Jim: 100%, we do. And you're right, it is a lot. And I would say that what I just talked through, I don't know a lot of retailers or users of the system that do it all. The payback is there and again, I guess for some reason been around for 18 years, there's one side of my that's frustrated that the customers don't take advantage of all the capability that's in the software. But the realist in me understands that it takes work and it takes effort to set those things up and to maintain them. The customers that do do it well tell us that it is absolutely worth it from a payback perspective. That's one thing.
Jim: As far as going through these activities and our best practices and our point of view, we developed a few years back a workshop that we do work through customers as they look at change, primarily. We have some customers or prospects we engage with that are fairly sophisticated and aware of these types of things. And we also have the opposite, right? Where people have either been doing things manually, or perhaps using systems that didn't allow the loading and uploading of contracts and going as deep as maybe our system does. We do do some workshops and some education sessions to really make it an interactive workshop so that they can understand what's possible and what we're capable of doing with them.

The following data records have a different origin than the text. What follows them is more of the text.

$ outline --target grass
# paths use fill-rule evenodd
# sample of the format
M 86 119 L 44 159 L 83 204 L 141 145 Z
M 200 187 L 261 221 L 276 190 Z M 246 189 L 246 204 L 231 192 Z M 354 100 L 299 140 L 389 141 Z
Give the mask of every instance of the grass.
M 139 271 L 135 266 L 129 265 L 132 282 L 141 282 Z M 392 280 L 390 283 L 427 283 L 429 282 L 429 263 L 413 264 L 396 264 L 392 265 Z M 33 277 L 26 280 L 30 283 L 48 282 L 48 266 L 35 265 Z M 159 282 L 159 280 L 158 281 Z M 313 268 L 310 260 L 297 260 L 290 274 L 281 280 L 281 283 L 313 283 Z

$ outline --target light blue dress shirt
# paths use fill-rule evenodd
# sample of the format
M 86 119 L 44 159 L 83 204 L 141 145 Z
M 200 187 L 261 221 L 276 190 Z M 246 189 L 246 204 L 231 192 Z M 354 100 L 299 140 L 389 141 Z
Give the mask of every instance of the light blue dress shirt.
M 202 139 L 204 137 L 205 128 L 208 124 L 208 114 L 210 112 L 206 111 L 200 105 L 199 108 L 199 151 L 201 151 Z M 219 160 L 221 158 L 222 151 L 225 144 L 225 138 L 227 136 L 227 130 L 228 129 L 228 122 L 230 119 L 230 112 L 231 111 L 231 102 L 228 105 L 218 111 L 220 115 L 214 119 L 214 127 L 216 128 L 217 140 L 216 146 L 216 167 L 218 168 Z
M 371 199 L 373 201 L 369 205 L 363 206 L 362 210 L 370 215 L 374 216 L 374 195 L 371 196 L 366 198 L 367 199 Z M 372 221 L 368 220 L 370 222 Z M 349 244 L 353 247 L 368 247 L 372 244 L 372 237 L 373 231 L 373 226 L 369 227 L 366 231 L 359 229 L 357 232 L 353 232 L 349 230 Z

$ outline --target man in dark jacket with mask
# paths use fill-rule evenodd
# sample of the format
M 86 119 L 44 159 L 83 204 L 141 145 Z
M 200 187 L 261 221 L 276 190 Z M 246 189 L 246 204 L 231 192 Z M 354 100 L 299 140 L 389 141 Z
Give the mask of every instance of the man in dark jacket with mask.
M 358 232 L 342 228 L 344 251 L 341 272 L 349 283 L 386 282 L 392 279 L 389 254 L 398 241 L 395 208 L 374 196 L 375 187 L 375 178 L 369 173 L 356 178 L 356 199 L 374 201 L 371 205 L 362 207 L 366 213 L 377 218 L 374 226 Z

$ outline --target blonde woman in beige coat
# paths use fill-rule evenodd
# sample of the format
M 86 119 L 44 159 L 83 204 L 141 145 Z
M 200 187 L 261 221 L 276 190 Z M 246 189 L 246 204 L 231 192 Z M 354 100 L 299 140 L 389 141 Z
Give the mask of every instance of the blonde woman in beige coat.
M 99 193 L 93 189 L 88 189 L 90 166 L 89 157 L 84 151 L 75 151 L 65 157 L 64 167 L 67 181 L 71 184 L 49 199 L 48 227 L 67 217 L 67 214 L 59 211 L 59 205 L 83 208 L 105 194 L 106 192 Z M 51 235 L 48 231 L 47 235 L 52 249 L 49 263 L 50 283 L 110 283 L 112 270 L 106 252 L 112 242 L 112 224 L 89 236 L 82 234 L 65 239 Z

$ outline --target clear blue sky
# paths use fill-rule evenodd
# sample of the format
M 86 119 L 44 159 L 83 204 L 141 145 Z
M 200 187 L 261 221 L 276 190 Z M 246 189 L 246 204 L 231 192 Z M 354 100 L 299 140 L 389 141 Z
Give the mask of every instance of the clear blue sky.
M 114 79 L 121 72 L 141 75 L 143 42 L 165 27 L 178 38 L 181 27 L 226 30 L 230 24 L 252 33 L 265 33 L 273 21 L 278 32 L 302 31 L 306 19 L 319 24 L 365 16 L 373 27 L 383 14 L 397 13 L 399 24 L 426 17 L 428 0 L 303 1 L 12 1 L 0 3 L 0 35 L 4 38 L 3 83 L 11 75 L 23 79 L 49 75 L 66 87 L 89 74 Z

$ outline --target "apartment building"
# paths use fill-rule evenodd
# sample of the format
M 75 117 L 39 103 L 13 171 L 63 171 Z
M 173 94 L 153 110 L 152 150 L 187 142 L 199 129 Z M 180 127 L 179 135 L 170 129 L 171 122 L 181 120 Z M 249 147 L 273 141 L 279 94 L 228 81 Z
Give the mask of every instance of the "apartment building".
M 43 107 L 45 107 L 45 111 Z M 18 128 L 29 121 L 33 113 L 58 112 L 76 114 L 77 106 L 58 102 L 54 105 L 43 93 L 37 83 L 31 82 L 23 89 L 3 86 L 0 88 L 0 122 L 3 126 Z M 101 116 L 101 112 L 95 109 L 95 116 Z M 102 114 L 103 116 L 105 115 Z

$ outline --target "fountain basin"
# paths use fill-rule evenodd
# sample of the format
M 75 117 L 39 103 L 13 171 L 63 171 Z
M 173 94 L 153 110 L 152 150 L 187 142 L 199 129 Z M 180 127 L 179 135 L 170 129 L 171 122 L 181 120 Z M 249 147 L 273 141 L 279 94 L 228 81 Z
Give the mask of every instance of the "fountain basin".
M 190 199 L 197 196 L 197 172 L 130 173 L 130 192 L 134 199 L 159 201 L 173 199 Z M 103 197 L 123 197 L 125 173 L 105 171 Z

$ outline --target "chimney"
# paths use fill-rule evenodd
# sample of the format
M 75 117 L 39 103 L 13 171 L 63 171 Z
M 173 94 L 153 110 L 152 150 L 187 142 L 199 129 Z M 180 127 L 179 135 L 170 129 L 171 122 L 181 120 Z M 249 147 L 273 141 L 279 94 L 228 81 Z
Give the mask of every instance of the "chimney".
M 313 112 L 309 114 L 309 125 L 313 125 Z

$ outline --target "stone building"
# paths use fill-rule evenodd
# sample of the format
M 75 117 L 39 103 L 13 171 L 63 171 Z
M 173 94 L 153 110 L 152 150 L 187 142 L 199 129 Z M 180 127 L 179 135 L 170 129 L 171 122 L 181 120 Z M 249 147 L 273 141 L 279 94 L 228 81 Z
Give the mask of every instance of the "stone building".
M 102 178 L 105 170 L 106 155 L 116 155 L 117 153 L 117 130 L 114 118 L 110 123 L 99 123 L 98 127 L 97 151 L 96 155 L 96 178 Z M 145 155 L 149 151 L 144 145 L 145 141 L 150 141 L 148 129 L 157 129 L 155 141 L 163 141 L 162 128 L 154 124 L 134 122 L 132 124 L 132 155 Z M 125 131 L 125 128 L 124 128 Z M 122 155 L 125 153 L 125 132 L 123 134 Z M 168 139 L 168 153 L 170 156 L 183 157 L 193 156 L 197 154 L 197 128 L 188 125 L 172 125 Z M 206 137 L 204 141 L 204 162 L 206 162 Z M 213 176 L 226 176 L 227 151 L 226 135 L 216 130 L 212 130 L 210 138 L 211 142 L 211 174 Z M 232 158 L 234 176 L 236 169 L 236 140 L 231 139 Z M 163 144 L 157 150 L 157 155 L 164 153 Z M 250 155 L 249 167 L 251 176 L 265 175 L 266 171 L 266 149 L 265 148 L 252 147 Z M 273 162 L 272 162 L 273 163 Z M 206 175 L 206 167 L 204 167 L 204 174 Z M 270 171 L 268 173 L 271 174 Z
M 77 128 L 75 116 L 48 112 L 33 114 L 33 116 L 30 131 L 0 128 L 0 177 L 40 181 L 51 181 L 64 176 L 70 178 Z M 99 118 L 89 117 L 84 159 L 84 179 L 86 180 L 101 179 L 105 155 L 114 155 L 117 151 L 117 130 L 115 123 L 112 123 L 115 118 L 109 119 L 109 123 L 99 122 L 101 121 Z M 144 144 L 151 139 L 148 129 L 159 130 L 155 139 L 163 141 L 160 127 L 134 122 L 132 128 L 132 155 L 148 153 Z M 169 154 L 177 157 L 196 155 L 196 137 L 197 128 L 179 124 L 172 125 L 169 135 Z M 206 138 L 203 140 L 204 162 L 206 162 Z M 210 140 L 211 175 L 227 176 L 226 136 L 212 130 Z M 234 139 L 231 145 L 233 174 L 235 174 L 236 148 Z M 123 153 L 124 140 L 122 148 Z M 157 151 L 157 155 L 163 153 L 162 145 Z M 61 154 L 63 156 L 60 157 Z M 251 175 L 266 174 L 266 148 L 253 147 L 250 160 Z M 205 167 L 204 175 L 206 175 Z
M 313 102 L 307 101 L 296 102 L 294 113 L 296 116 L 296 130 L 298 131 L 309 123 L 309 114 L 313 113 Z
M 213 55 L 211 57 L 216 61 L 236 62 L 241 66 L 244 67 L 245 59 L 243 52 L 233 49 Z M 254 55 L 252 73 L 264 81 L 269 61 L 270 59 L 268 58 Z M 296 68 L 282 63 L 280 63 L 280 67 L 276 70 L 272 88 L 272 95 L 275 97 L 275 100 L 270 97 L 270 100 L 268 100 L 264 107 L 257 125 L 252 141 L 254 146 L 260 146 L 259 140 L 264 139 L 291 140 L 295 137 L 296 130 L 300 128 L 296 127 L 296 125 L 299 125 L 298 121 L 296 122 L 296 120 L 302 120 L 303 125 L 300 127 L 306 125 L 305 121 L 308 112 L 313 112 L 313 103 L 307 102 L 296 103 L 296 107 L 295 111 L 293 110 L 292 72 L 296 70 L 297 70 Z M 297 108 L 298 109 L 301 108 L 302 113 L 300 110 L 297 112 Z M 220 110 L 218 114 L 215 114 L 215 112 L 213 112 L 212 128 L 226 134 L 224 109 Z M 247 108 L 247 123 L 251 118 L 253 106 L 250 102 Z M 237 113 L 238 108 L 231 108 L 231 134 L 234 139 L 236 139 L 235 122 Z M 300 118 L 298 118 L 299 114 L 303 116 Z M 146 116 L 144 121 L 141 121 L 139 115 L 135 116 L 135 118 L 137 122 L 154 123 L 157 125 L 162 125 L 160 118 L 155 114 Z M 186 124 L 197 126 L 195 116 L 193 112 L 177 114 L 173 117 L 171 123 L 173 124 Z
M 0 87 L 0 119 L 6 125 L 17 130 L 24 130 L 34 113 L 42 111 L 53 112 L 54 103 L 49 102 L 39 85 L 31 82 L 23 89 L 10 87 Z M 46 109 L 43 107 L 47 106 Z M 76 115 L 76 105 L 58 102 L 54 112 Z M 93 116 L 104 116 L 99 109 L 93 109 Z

Trey: That's helpful. Well Jim, thank you very, very much for your time. Obviously, this was a very specific ask and we truly appreciate your knowledge of it. To our listeners, we are going to continue to drill down into some of these specific use cases and best practices. Also trying to bring you some options that we hear about as we're traveling around North America tied to assessments, tied to membership groups, anything we can do to help you as you start down this journey.
Trey: Thanks again for listening, and we look forward to the next Facilities Management Coffee Talk.